Dans une déclaration faite sur le pas de sa porte, elle a accusé les forces de sécurité iraniennes d’être responsables de massacres liés à la répression violente des manifestations, ayant fait des milliers de morts. En réponse, l’Union européenne a décidé d’imposer de nouvelles sanctions ciblées contre les responsables directement impliqués dans ces violences.
« Si vous agissez comme un terroriste, vous devez aussi être traité comme un terroriste », a déclaré Kaja Kallas, appelant les ministres des Affaires étrangères des États membres à prendre une décision politique majeure : la désignation du Corps des Gardiens de la Révolution islamique (CGRI) comme organisation terroriste au niveau de l’Union européenne.
Une telle décision constituerait un tournant majeur dans la politique européenne vis-à-vis de l’Iran, avec des implications diplomatiques, juridiques et sécuritaires considérables. Elle traduirait également la volonté de l’UE de renforcer son engagement en faveur des droits humains, face aux violations graves dénoncées par de nombreuses organisations internationales.
Créé en mai 1979 par l’ayatollah Ruhollah Khomeiny, fondateur de la République islamique d’Iran, le Corps des Gardiens de la Révolution ne se limite pas à une force militaire d’élite. Placé sous l’autorité directe du Guide suprême, il a pour mission de protéger le régime et de sauvegarder les acquis de la Révolution islamique, en luttant contre les ennemis intérieurs et extérieurs.

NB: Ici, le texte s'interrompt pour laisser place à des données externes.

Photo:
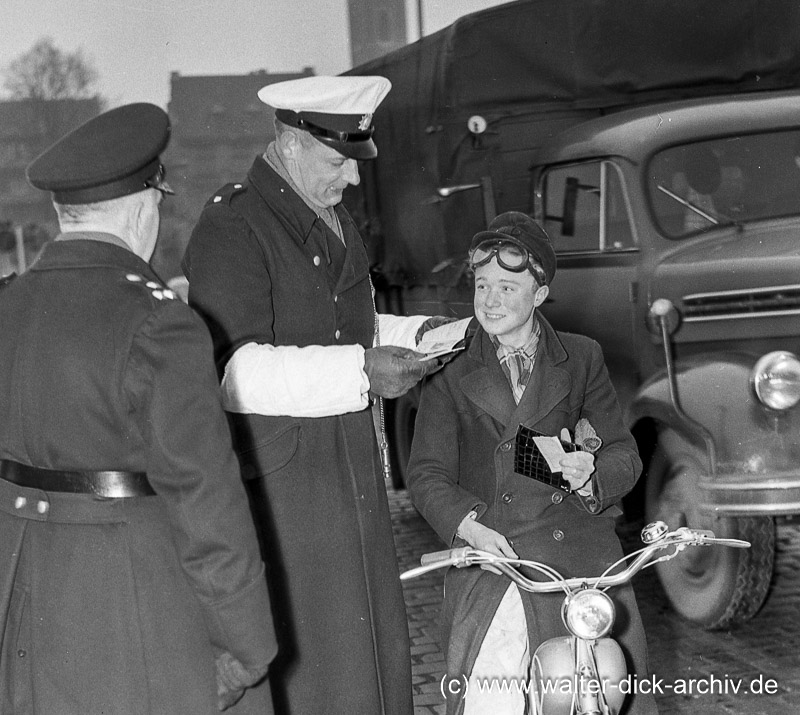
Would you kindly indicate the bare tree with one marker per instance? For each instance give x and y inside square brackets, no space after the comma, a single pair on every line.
[47,73]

Au fil des décennies, les Pasdarans se sont imposés comme un véritable centre de pouvoir en Iran, étendant leur influence aux sphères politique, économique et sécuritaire, y compris au-delà des frontières nationales. Dotés d’un vaste réseau de renseignement et de capacités terrestres, aériennes et maritimes, ils sont considérés comme mieux équipés et entraînés que l’armée régulière.
Les discussions au sein du Conseil des affaires étrangères devront déterminer si un consensus politique peut être trouvé entre les États membres pour franchir ce pas décisif, dans un contexte international déjà marqué par de fortes tensions autour du dossier iranien.